How to dress it: The core of your wardrobe is built on balance which you already have naturally from the matched shoulder and hip measurements. The priority is adding waist definition. Wrap styles, tie-waist tops, and belted dresses create that definition without requiring the waist to already be dramatically smaller than the hip. Fitted styles in good-quality fabrics with some structure work better than very clingy fabrics, which will highlight the straighter waist rather than suggest one.
If you have measured and compared and you genuinely cannot identify even a hybrid combination, start with the single most important measurement: your waist relative to your hips.
If your waist is more than eight inches smaller than your hips, then you have a defined waist and you can lean towards pear or hourglass styling.
If your waist and hips are within five inches of each other, then you should focus on creating shape which leans toward rectangle or apple styling.
If your shoulders are significantly wider than your hips, then you should aim to balance your lower-body, and lean toward inverted triangle styling.
One more thing worth knowing: your body shape can change over time. Post-pregnancy, after significant weight changes, or simply as you age, your measurements shift.
Many women find they move between shapes across different periods of their lives. This is completely normal, and the answer is simply to re-measure when things feel like they have changed and recalibrate from there.
The five body shape categories are a starting point, not a verdict. Most women are a blend of two shapes, and understanding which two. And which principles apply to you is far more useful than trying to force yourself into a single box that does not quite fit. Once you understand your proportions, you stop looking for rules and start making choices. That is when getting dressed actually gets easier.
How do I measure my body to find my shape?
Measure your shoulders across the back from point to point, your bust at the fullest part, your waist at the narrowest point, and your hips at the fullest part. Compare the four numbers. Your body shape is determined by which measurement is largest, which is smallest, and how much definition exists between the waist and the hip.
What if my body does not fit any shape category?
Most bodies do not fit one shape exactly and that is completely normal.
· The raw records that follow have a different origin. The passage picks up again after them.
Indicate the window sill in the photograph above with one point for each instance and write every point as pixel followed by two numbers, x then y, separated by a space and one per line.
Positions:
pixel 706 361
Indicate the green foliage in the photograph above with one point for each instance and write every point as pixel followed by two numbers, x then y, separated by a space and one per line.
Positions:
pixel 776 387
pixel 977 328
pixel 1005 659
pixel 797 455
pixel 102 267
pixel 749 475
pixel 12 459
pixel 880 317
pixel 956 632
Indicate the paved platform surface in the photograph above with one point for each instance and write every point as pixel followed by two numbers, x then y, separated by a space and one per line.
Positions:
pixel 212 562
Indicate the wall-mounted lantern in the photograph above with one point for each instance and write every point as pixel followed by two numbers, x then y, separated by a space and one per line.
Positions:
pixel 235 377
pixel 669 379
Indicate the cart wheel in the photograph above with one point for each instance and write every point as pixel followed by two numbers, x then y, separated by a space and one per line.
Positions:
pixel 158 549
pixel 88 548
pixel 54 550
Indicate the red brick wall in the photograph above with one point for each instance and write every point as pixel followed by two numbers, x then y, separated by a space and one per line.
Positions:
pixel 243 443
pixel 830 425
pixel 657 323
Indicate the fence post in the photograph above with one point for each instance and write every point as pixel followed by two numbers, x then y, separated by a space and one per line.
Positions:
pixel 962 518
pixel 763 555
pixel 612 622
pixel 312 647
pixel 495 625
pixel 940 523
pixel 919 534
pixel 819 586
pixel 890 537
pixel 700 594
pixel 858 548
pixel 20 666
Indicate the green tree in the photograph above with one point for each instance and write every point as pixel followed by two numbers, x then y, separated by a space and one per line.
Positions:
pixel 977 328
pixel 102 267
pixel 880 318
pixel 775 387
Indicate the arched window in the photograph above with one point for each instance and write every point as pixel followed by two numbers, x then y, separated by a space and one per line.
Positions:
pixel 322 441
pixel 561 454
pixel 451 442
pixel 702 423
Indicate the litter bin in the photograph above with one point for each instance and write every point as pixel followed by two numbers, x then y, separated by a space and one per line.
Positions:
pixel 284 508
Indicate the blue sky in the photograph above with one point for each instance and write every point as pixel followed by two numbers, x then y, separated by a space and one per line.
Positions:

If you cannot identify a single shape, use your waist-to-hip difference as a starting point: a significant difference points toward pear or hourglass styling, while a smaller difference points toward rectangle or apple styling. Most women are a blend of two shapes, and borrowing principles from both gives you more flexibility than trying to fit one category perfectly.
Is it possible to be between apple and pear shape?
Yes, and it is more common than most style guides acknowledge. An apple-pear shape carries fullness in both the midsection and the hips.
The most useful styling principle for this combination is vertical line styles that create a long, unbroken line through the body and empire waist cuts that create definition above the midsection rather than at the natural waist.
What is the difference between all five body shapes?
Pear has wider hips than shoulders, defined waist.
Apple has fullest through the midsection, less defined waist.
Hourglass has a balanced bust and hips, significantly smaller waist.
Rectangle has a shoulders, waist, and hips all close in measurement, minimal waist definition.
Inverted triangle has shoulders that is notably wider than hips.
How do I dress if my body type is between hourglass and rectangle?
A hourglass-rectangle shape has balanced shoulder and hip measurements which is the hourglass advantage. But a less dramatically defined waist. The priority is creating waist definition through styling: wrap tops, belted dresses, and tie-waist styles work well. Fitted styles in structured fabrics are more flattering than very clingy ones, as they suggest a waist rather than simply following the body's natural line.